# Falafel



## DonJefe (Dec 1, 2003)

Coworker brought in some homemade falafel for us tonight. Never thought this would be something I would enjoy, but it is very tasty! Anybody else enjoy it?


----------



## floydp (Jun 6, 2004)

Fell off of what? What the hell is that? Sorry Jeff, I obviously am a cretin..


----------



## Neuromancer (Sep 7, 2005)

DonJefe said:


> Coworker brought in some homemade falafel for us tonight. Never thought this would be something I would enjoy, but it is very tasty! Anybody else enjoy it?


I love falafel...but then I grew up on it as part of my family comes from the middle east...


----------



## stormin (Feb 11, 2005)

I'm also guilty of enjoying Falafel. Lived right around the corner from a middle eastern restaurant for 5 years.


----------



## TU09 (Mar 26, 2006)

Good stuff when done correctly.


----------



## hollywood (Feb 15, 2005)

floydp said:


> Fell off of what? What the hell is that? Sorry Jeff, I obviously am a cretin..


http://vegetarian.allrecipes.com/AZ/Flfl.asp

Love them!! Lived in Egypt for a year and spent nearly every weekend in TelAviv and down on the Red Sea. I miss that regions food so much!!!


----------



## White97Jimmy (May 12, 2006)

They are everywhere in NY! They are starting to grow big around Detroit since we have a large Middle Eastern population here.


----------



## Aaron (Nov 28, 2005)

You could almost consider it a Mediterranean taco...

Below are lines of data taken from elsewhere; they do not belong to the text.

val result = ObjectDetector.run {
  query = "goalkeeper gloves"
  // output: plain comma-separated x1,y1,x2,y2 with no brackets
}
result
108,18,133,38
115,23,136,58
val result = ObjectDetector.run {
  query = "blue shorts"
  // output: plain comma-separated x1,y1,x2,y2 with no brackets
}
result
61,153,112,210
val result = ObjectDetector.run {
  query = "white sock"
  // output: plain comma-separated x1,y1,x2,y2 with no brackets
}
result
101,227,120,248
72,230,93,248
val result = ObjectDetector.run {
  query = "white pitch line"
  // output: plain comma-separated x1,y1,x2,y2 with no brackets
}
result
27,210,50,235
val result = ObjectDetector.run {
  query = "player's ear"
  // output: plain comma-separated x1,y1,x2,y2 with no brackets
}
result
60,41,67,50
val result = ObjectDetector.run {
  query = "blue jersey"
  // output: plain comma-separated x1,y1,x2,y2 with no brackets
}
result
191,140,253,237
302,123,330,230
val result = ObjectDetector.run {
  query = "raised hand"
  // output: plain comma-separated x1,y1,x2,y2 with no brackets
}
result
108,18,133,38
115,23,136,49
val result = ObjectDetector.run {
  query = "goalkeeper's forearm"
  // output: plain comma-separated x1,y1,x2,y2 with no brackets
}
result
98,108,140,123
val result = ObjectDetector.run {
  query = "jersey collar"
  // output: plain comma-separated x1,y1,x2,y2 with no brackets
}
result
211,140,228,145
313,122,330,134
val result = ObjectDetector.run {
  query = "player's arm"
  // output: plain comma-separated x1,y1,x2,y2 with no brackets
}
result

Falafel is spiced chopped garbanzo bean deep fried until crispy and served either in a pita bread with salad-y veggies and often with humus or tehina and (in Israel and maybe elsewhere) hot pickles, fries and hot pepper spread.

A very tasty vegetarian dish.










And that, my BOTL's... is post #1000!


----------



## zamco17 (Mar 24, 2006)

I was wondering what that was in batman begins!!! One guy in the movie has a falafel stand.


----------



## fitzsmoke (Mar 9, 2006)

Holy hydrogen sulfide Batman!


----------



## Neuromancer (Sep 7, 2005)

hollywood said:


> http://vegetarian.allrecipes.com/AZ/Flfl.asp
> 
> Love them!! Lived in Egypt for a year and spent nearly every weekend in TelAviv and down on the Red Sea. I miss that regions food so much!!!


Thank you, thank you, thank you...looks like a great recipe...gonna try it out as soon as I get home...


----------



## mosesbotbol (Sep 21, 2005)

Middle Eastern food is incredible!!!


----------



## tazziedevil (Sep 8, 2005)

My mother in law is middle eastern....and makes homemade falafel(From scratch-she soaks the garbanzo beans and everything) and also makes homemade hummus, tabouli and harissa...OH MY GOD it is good fresh and homemade.


----------



## joshua-cr (Sep 7, 2005)

I am reading this thread after 3 in the morning and getting hungry. Thanks a lot guys.


----------



## Braxxy (Apr 1, 2005)

12th St and University Pl has some yummy falafel, a little hole in the wall place as most I have seen are. Gotta get the hot sauce with it though.


----------